Una cabina di regia quelle che ci si aspetta per Roma 2030 che, secondo quanto emerge dalle notizie di stampa, vedrà la partecipazione di molti degli attori del sistema Paese, tra cui alcune delle principali realtà industriali coinvolte in qualità di elementi dell’orchestra che dovrà portare auspicabilmente all’assegnazione nell’autunno prossimo dell’Expo a Roma, per riportarla, per almeno 6 mesi, agli antichi splendori di caput mundi.
Al di là dell’innesto negli ingranaggi del cosiddetto sistema Paese, è utile anche guardare a quello che è stato fatto A Expo 2015 e soprattutto a quanto la legacy immobiliare di quell’edizione della manifestazione sia oggi in grado di rappresentare uno dei driver di attrattività per il nostro Paese, come testimoniato anche dal recente studio d’impatto dell’area MIND.
In un settore come quello dell’ambiente costruito sempre di più legato ad altri ambiti dell’ecosistema e sempre più votati al paradigma della sostenibilità, diventa fondamentale per chi vuole prendere parte a sfide di questo tipo poter contare su best practices e benchmarking di riferimento. La graduale ma, inesorabile tendenza a dileguare format e modelli adattabili grazie anche al contributo della digitalizzazione e dell’industrializzazione dei processi può aiutare a portare a terra progetti ambiziosi che devono durare più del tempo della manifestazione sic et sempliciter.

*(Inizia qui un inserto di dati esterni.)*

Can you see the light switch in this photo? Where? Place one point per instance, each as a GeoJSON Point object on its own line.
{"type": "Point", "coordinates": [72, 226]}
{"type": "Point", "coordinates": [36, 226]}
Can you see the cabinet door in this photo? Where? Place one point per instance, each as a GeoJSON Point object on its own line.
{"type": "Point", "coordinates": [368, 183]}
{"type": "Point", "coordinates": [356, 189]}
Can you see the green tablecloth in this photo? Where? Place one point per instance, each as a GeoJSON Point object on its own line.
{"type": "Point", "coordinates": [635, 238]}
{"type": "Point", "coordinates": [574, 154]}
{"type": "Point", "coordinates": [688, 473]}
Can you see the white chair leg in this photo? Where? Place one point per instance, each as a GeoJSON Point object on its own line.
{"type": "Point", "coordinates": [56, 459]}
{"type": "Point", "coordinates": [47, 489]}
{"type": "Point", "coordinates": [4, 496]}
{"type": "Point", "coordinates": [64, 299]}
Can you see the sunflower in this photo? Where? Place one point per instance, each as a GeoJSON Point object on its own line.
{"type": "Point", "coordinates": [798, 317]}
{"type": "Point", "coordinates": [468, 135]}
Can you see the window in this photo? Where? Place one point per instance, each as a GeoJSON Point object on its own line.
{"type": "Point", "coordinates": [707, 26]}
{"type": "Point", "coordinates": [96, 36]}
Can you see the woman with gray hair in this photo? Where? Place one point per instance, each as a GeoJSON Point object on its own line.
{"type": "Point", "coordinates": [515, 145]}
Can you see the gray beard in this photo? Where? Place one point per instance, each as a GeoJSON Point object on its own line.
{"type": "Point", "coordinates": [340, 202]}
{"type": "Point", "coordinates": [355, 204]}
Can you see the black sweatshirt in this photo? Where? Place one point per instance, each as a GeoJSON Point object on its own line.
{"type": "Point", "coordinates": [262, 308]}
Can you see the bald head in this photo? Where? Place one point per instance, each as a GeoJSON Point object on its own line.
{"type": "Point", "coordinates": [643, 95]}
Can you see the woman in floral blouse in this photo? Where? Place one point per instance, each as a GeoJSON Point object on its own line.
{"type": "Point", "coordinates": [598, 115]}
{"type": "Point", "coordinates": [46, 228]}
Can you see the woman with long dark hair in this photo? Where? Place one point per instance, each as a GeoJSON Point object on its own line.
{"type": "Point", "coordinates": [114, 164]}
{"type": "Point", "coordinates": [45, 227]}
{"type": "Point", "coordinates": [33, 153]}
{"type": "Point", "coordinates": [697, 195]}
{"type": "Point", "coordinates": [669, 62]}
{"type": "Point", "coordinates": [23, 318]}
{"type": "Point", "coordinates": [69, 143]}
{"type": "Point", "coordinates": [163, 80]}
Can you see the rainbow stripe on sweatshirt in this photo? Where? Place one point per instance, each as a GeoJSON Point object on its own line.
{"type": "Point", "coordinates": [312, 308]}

La sfida ancora una volta sta nell’identificare i player giusti a cui delegare la costruzione di questi grandi progetti e da parte della parte pubblica l’impegno di mettere in campo tutte quelle misure necessarie alla messa a terra delle attività, senza che queste restino impigliate nelle maglie della burocrazia fine a sé stessa. E come nel caso della rigenerazione urbana, l’elemento che torna centrale è la collaborazione tra pubblico e privato sempre nel rispetto delle proprie competenze e delle proprie expertises.